Vibration Damper for Connecting Two Devices

Abstract

The invention relates to a vibration damper for connecting two devices to one another, in particular an engine to an environment (100) of the engine, for example a car body, wherein the vibration damper includes a damping section (20) and a fastening section (10), wherein the mounting portion (10) is formed with first and second pipe socket portions (14) having a flange (12), and wherein the damping portion (20) at least partially surrounds the fastening portion (10) at the outer surface thereof.

Claims

1. A vibration damper for connecting two devices to one another, comprising: a) a damping section (20), b) a fastening section (10), wherein the mounting portion (10) is formed with first and second pipe socket portions (14) having a flange (12), and wherein the damping portion (20) at least partially surrounds the fastening portion (10) at the outer surface thereof.

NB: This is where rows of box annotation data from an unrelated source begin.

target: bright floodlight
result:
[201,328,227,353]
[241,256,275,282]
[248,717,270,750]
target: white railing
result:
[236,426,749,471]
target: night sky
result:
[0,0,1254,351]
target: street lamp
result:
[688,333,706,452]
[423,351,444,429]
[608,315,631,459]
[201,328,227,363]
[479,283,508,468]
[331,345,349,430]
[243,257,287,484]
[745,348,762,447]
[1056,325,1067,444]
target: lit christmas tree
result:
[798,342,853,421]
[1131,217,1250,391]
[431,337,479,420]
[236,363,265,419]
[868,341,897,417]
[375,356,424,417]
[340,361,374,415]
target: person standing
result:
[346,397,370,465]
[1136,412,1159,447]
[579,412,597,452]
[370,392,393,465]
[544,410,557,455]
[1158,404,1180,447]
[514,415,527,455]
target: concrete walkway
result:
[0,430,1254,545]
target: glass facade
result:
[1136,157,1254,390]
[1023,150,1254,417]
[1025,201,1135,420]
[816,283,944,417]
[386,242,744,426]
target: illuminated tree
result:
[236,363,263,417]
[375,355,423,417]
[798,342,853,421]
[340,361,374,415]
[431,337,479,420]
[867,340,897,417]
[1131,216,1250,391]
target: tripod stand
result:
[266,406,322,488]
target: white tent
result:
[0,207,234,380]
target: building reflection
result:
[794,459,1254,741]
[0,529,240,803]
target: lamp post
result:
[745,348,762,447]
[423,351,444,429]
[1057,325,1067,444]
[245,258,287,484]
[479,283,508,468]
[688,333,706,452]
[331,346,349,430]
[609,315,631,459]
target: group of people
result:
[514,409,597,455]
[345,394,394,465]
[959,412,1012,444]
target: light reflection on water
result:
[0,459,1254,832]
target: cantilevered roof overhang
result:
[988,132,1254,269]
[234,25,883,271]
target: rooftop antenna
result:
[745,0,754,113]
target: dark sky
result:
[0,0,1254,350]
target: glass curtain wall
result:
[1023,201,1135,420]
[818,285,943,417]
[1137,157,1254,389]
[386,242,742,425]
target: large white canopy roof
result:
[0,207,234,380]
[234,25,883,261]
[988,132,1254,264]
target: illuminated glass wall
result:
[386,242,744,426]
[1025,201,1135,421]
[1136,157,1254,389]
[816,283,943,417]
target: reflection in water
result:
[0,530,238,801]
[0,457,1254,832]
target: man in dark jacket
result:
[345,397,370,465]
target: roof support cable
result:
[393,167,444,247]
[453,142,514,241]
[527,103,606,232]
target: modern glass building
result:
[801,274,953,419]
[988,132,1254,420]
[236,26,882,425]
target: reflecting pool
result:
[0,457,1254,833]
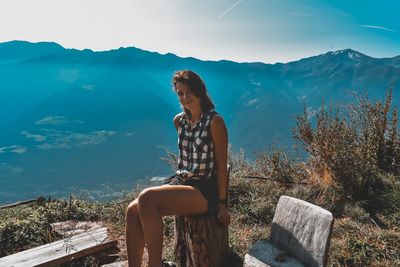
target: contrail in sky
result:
[360,25,398,32]
[218,0,242,18]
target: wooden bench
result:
[243,196,333,267]
[174,165,230,267]
[0,227,117,266]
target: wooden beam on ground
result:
[0,227,117,267]
[0,199,36,210]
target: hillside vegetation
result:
[0,91,400,266]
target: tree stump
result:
[175,214,229,267]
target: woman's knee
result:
[126,198,139,220]
[138,187,158,213]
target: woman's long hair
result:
[172,70,215,119]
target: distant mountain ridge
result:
[0,41,400,203]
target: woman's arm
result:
[211,115,228,205]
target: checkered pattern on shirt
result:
[176,111,217,179]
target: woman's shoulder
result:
[173,111,185,129]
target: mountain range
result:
[0,41,400,203]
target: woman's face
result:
[175,82,201,110]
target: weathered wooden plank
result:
[270,196,333,266]
[50,220,105,238]
[0,199,36,210]
[0,227,117,266]
[243,196,333,267]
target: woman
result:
[126,70,230,267]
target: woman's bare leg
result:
[125,198,145,267]
[138,185,207,267]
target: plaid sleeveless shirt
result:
[176,111,217,179]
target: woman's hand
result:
[217,204,231,226]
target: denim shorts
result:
[163,175,219,214]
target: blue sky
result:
[0,0,400,63]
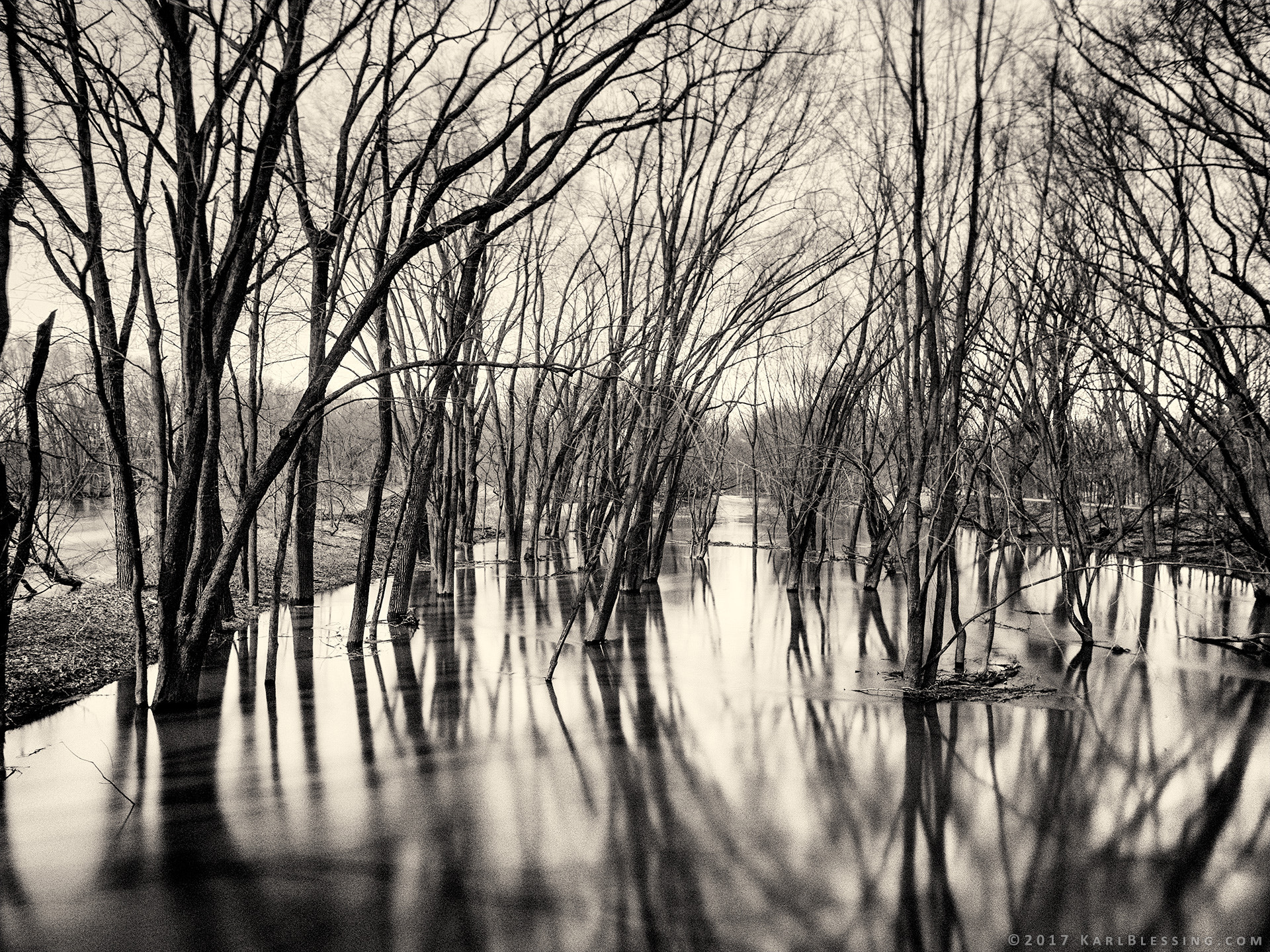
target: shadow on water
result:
[0,520,1270,952]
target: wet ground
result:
[0,504,1270,951]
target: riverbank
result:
[4,513,381,730]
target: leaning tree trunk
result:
[348,307,392,647]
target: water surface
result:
[0,501,1270,951]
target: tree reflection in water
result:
[0,527,1270,951]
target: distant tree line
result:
[0,0,1270,736]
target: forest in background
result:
[0,0,1270,731]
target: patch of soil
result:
[4,584,159,729]
[4,516,376,730]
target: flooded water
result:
[0,502,1270,951]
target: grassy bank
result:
[4,512,381,729]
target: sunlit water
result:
[0,502,1270,951]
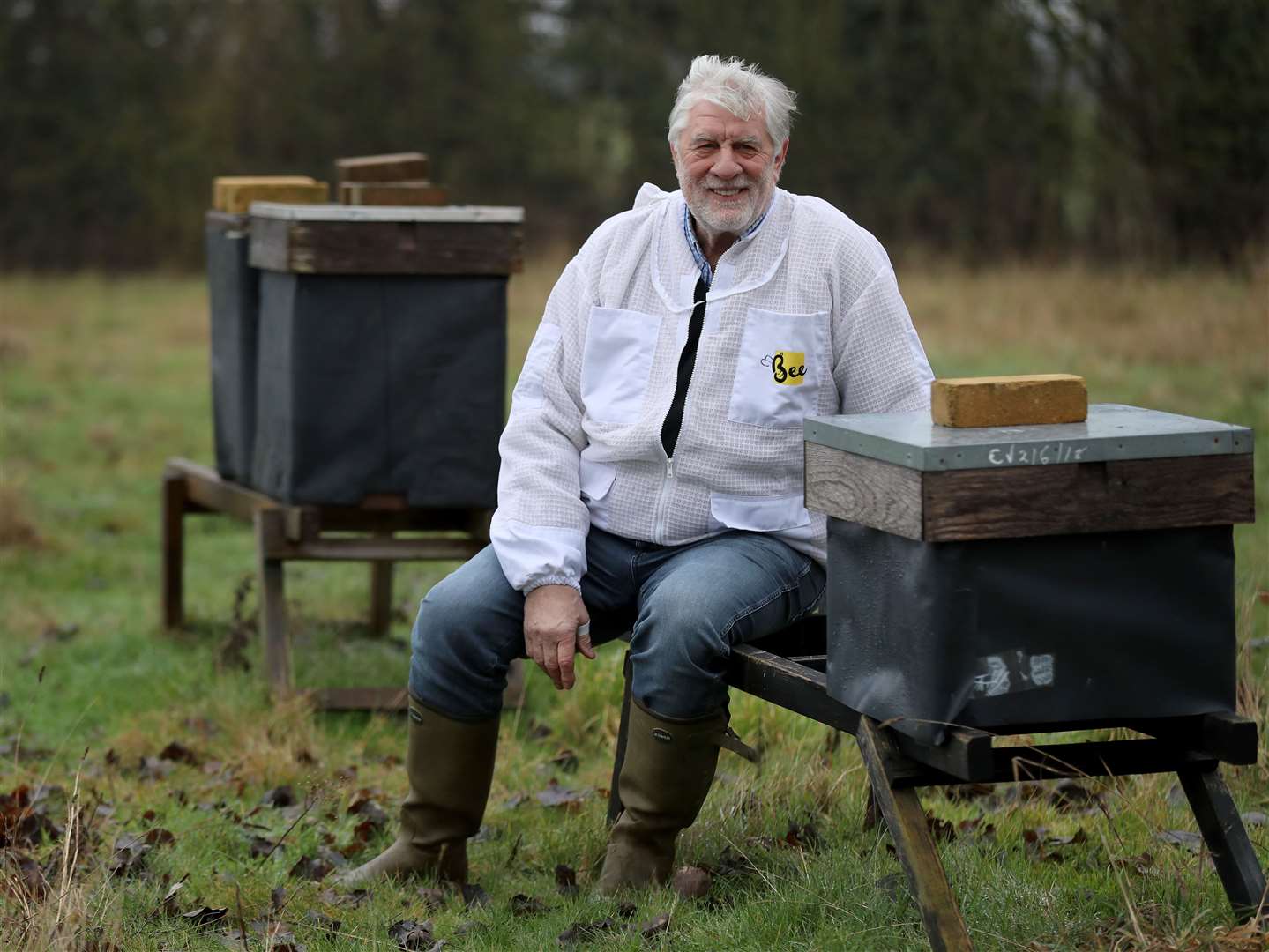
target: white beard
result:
[676,164,775,234]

2. The vibration damper according to claim 1, wherein the pipe socket sections (10) with flange (12) are formed on the pipe end side (18) with respective connecting sections in order to connect the pipe flange sections to each other.

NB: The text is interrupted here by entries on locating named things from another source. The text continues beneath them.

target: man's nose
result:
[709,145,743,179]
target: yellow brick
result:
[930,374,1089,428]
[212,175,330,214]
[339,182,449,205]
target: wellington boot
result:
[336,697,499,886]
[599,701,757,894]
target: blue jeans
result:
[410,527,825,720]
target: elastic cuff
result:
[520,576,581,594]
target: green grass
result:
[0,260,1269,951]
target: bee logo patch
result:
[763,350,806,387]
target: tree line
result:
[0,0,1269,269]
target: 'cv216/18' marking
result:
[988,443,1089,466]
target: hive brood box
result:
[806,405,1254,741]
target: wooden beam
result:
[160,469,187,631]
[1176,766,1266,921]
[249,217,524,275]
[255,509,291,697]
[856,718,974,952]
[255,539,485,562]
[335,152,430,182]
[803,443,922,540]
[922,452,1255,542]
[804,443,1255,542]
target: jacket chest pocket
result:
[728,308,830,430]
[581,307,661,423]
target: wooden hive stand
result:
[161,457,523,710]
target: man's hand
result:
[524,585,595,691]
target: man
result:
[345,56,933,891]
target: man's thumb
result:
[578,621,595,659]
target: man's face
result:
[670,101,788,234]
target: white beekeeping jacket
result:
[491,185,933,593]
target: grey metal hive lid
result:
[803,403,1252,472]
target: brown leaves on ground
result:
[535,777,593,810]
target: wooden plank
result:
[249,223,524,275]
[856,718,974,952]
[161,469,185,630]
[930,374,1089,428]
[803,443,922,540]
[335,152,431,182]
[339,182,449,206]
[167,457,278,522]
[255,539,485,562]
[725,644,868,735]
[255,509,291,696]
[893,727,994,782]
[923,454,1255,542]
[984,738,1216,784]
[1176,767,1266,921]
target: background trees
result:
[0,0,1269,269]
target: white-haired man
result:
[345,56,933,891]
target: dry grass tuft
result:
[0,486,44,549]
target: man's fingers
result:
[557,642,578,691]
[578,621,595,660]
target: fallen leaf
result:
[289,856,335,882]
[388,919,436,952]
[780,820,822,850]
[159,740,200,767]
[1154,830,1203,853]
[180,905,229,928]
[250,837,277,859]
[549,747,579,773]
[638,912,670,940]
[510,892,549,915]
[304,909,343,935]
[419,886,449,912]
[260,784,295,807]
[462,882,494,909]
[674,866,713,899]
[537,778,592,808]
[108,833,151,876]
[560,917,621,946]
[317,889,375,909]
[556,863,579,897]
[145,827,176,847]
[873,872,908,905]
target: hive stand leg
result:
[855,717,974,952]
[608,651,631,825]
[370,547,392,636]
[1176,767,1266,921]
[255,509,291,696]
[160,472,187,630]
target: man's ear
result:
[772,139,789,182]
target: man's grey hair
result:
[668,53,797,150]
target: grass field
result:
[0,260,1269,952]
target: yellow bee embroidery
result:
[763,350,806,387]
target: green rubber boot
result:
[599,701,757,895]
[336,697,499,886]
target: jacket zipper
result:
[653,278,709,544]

3. The vibration damper according to claim 2, wherein the connecting sections comprise a thread on the one hand and a counter-thread on the other hand,

4. The vibration damper according to claim 1, wherein a retaining portion is provided extending axially through the first and second flanged pipe socket portions (10).

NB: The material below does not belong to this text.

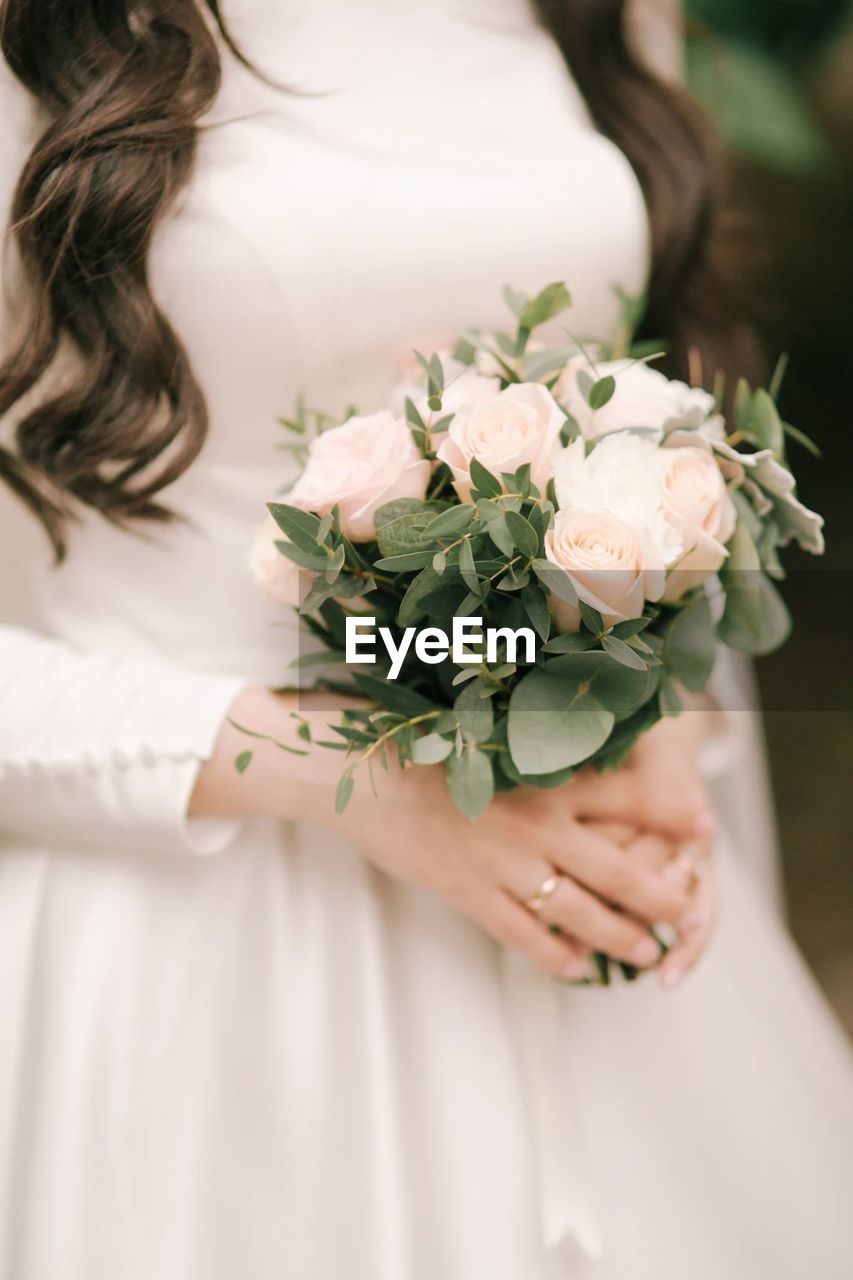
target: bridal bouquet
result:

5. The vibration damper according to claim 1, wherein the damping section (20) is formed with a first and a second damping element (20)

6. The vibration damper according to claim 5, wherein the first and second damping element (20) are cylindrical.

7. The vibration damper according to claim 5, wherein the damping elements (20) are cylindrical and are formed with respective partial circumferential wall portions (24).

8. The vibration damper according to claim 7, wherein the partial circumferential wall sections (24) of the damping elements are extended over equal angular ranges.

9. The vibration damper according to claim 8, wherein the equal angular ranges extend from 85° to 90° in each case.

10. The vibration damper according to claim 9, wherein the equal angular ranges are 90° in each case.

11. The vibration damper according to claim 7, wherein the damping elements (20) have inner circumferential engagement structures (22a, 22b) on their partial circumferential wall portions (24).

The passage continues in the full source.